Kiew hopes that, together, KLASS and ILZ can generate SOPs for HIV treatment and care at government-run community clinics around the country. “We document everything we encounter in the clinics,” he says.
Still, as Malaysia moves to achieve developed status by 2020, sustainability remains a concern. While approximately 95% of the country’s budget for HIV/AIDS comes from the government, the vast majority of that goes toward care and treatment, including the purchase of ARVs. “The government has demonstrated its commitment, and that’s good,” says Hairudin Masnin, a program officer with UNAIDS. “But what is lacking is the distribution of funds.” Indeed, last year, less than 10% of the national AIDS budget was spent on activities implemented by civil society organizations like KLASS. “They have to also increase their contribution to prevention,” he says. “So far, they have not been able to do this, and that’s where the Global Fund has stepped in.”
AIDS advocates warn, however, that given its low disease burden and relatively high GDP, Malaysia may become ineligible for Global Fund support after 2017, imperiling prevention efforts. Especially vulnerable, they say, are those that target MSM. “We are at high risk of losing funding for this work,” says Joselyn Pang, a project director with the Malaysian AIDS Council (MAC), an umbrella organization of NGOs and civil society groups working on HIV/AIDS issues and principal recipient on Malaysia’s Global Fund grant. Moreover, that work may only be reaching the tip of the iceberg.
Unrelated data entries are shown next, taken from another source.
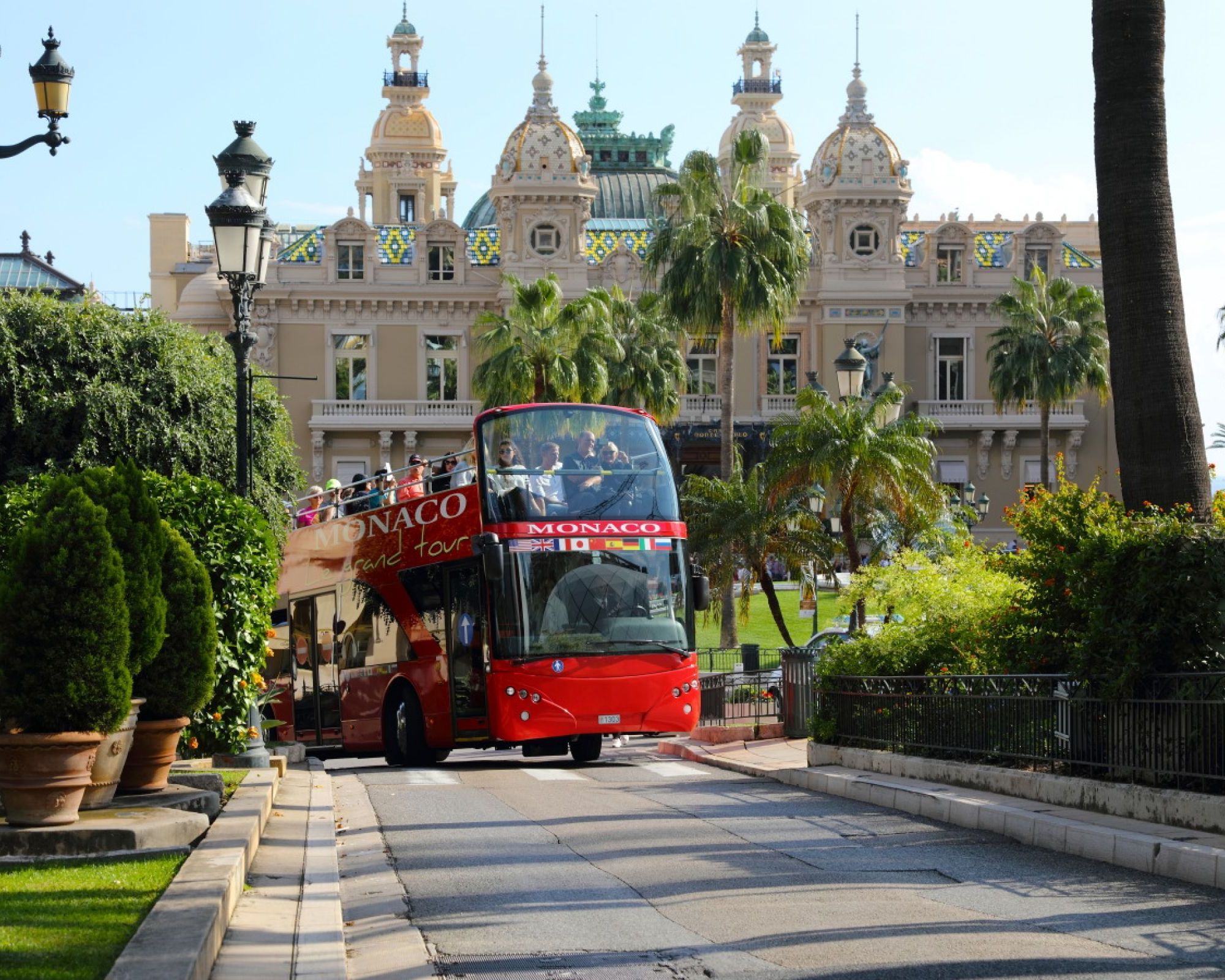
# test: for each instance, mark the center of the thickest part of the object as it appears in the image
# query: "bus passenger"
(311, 514)
(548, 489)
(412, 486)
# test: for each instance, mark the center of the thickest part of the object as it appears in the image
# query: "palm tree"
(744, 520)
(1052, 347)
(732, 255)
(652, 374)
(863, 462)
(1158, 428)
(543, 351)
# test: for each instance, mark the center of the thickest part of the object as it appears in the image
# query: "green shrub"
(233, 542)
(951, 609)
(137, 532)
(64, 623)
(179, 680)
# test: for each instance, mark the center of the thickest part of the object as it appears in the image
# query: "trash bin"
(752, 657)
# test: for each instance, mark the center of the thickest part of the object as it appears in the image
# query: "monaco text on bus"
(537, 595)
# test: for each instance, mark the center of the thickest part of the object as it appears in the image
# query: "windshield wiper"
(668, 647)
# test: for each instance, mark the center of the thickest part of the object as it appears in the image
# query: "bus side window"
(424, 589)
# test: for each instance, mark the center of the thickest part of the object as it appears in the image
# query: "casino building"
(380, 304)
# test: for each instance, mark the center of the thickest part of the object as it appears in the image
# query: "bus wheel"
(407, 742)
(586, 748)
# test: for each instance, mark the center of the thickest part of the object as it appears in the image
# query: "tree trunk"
(775, 608)
(1044, 427)
(1157, 418)
(729, 634)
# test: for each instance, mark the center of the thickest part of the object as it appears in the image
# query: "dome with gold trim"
(542, 144)
(858, 149)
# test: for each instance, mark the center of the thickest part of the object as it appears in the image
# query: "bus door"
(317, 674)
(467, 649)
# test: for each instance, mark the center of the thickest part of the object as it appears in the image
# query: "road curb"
(182, 935)
(1028, 823)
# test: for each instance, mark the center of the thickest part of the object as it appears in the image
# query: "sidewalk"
(1196, 857)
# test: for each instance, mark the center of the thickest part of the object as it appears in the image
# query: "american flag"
(535, 545)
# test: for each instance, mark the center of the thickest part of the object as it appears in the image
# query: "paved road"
(643, 867)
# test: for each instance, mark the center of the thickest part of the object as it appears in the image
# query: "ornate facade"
(379, 306)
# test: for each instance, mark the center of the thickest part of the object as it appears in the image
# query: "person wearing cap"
(360, 500)
(330, 511)
(309, 515)
(384, 488)
(413, 484)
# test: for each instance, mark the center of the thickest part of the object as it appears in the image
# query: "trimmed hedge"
(179, 680)
(64, 631)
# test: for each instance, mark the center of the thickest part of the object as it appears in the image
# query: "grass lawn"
(69, 921)
(232, 778)
(761, 628)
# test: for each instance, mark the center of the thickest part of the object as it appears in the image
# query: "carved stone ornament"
(1010, 444)
(986, 439)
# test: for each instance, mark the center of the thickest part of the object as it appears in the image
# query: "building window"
(546, 239)
(1037, 258)
(351, 262)
(704, 367)
(443, 263)
(951, 369)
(865, 241)
(783, 367)
(949, 265)
(442, 368)
(351, 352)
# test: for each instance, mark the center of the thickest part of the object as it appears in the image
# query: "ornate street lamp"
(53, 81)
(247, 157)
(888, 415)
(850, 368)
(237, 221)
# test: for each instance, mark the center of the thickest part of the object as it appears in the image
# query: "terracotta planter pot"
(43, 776)
(149, 764)
(112, 756)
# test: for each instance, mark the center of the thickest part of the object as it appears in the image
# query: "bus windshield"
(587, 603)
(575, 462)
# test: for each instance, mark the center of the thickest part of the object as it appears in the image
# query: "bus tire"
(586, 748)
(407, 734)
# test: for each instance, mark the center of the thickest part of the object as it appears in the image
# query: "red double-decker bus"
(542, 597)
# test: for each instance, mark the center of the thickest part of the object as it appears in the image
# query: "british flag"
(535, 545)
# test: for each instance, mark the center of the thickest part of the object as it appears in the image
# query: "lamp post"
(850, 368)
(53, 81)
(237, 221)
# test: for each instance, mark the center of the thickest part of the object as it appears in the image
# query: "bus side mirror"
(489, 548)
(701, 592)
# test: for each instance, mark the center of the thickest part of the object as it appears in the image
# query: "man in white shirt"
(548, 489)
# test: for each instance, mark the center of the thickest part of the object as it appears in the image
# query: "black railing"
(726, 660)
(407, 79)
(741, 699)
(1170, 734)
(758, 85)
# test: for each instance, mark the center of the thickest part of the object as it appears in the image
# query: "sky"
(992, 104)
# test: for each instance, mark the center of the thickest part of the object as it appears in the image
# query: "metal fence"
(741, 699)
(1170, 734)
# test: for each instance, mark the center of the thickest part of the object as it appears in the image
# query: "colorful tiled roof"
(396, 244)
(484, 246)
(307, 249)
(1077, 259)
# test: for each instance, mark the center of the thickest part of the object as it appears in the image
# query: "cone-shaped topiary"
(137, 531)
(181, 679)
(64, 622)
“We’ve been focusing on key populations,” notes Masnin, “but we have no data whatsoever on the clients of female sex workers, for example, or the spouses of MSM.” After all, he adds, most of the MSM in Malaysia are bi-sexual, and many of them have female partners, “so it’s easily transmitted to women.” It’s great what the Global Fund has started, he says, “but what will happen after they pull out at the end of 2016? Will there still be a focus on MSM?”
If the nation’s social attitudes are any indicator, the answer may well be No. “It’s increasingly difficult to talk about LGBT issues in Malaysia,” says Pang. “But as sub-recipients of the Global Fund grant, we’re coming from a health perspective. We want MSM to get tested and to be healthy. And with notification rates as high as they are— of notified new cases in Kuala Lumpur and Selangor in 2013, MSM represented 43.3% and 36.1%, respectively—the government and civil society groups need to address this.”
KLASS aims to enroll a total of 556 patients by June 2016, but with just three case workers, the organization can’t hope to keep pace with the growing caseload. “Someone was saying we need a graduation period for clients once they’ve completed the journey from testing to viral load suppression,” says Kiew. “They said, how are you going to manage another 500 cases next year? And the truth is, we don’t know.”